Clearly, World War I was not the War to End All Wars, and neither was its successor, exactly. But next week, in marking the 70th anniversary of Japan’s attack on Pearl Harbor, in some ways we remember the moment when a definitive seismic shift began: Old World to New, Machine Age to machine state, analog to digital. And, perhaps most significantly, from reality to its evil twin.
I grew up in the war’s shadow, in a time when the world was still shedding its debris, the shattered remnants of the Analog World. In movies and television as a kid, but increasingly in books since then, The War, as I came to know it, emblemized my country. And it still does, although most of my parents’ generation, who lived and fought it, is gone and today’s United States looks little, physically or demographically, like the one they fought for.
The War cycles through my reading regularly—most recently via The Storm of War, by Andrew Roberts. Note for authors: Refrain from subtitling your book, A New History of the Second World War, because it inevitably begs a question: Why do we need a new one? Roberts’ roughly 700 pages profit from the author’s visits to battle sites and museums, and from access to unpublished British archives. These include transcripts of British eavesdropping on captured German generals, confirming them mostly corrupt and willing enablers of Adolf Hitler.
This is nothing new, and neither is the idea that Hitler’s ideological mind-set accelerated the failure of his incompetent strategizing. Roberts barely sketches the War in the Pacific, although he scrutinizes Japanese brutality in the Philippines. So he is destined for a lesser rank in a war chronicle pantheon that includes John Keegan (The Second World War), Antony Beevor (Stalingrad, D-Day) and Winston Churchill (The Second World War).
Like many Americans of mostly European descent, I have been much more engaged with the European Theater, and over time I have come to see that term as unintentionally revealing. As Paul Fussell and other soldier-writers have noted, The War perfected the calling of public relations. When you lose, it’s propaganda, but for the winners there is only successful marketing.

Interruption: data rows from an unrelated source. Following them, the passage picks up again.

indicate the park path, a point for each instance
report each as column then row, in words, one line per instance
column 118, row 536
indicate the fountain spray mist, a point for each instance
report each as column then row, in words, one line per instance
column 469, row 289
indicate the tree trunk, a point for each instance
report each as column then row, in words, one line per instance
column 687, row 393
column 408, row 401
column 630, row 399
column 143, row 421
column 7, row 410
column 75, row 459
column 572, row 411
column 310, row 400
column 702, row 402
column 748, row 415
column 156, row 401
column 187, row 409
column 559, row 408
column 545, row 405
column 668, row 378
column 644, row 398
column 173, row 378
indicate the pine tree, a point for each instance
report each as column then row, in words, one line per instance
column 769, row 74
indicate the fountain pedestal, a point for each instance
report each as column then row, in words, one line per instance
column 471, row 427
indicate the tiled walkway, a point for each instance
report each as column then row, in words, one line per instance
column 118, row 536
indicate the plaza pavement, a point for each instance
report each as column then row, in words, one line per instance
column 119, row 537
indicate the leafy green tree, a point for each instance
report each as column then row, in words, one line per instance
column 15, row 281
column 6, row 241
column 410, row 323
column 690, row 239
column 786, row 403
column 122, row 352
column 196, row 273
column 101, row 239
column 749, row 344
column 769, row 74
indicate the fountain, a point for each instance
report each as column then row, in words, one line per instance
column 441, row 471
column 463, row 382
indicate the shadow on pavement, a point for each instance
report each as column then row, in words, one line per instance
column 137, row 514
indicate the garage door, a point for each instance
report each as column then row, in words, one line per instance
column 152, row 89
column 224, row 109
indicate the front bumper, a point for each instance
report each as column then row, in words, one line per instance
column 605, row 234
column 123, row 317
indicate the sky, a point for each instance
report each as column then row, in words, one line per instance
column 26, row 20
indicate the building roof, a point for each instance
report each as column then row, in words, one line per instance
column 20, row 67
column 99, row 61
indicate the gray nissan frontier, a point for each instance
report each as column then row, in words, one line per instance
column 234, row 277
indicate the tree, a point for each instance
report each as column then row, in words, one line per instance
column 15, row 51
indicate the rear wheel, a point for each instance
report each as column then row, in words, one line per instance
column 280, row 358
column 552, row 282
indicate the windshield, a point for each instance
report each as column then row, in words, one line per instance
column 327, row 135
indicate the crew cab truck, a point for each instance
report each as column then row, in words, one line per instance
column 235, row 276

World War I might have showcased the irony of chivalry in mechanized combat, but World War II struck a new ironic note: the distance between reality and the War Effort, the nationwide embrace of patriotic enthusiasm. The best war novelists treat this disjunction from different angles. Think of Yossarian’s willful derangement in Joseph Heller’s Catch-22, or Billy Pilgrim’s time/space estrangement in Kurt Vonnegut’s Slaughterhouse-Five. Arguably the best American war novel is Thomas Pynchon’s Gravity’s Rainbow, in which not only is The War something other than what it seems, but at times appears to be a living force of shadowy global greed. Theater, indeed.
Probably the most enduring myth of the European Theater is that We Won It. Clearly it was true of our fight with Japan, but while U.S. involvement in Europe hastened Hitler’s end, Roberts and other historians point out that Josef Stalin had a nearly endless supply of soldiers and no reason to negotiate with a man who had betrayed him. For ordinary Russians, trapped between tyrannies, tragedy overwhelmed irony. That’s why the best novel about The War is Life and Fate, Vasily Grossman’s once-suppressed epic about a family and its circles navigating one evil while fighting another.
For many Russians, and other Europeans, the greatest irony of all might be that Germany seems to be holding the world together at the moment. That Angela Merkel and a legion of Euro-crats could force governments to capitulate and comply is a twist worthy of Pynchon.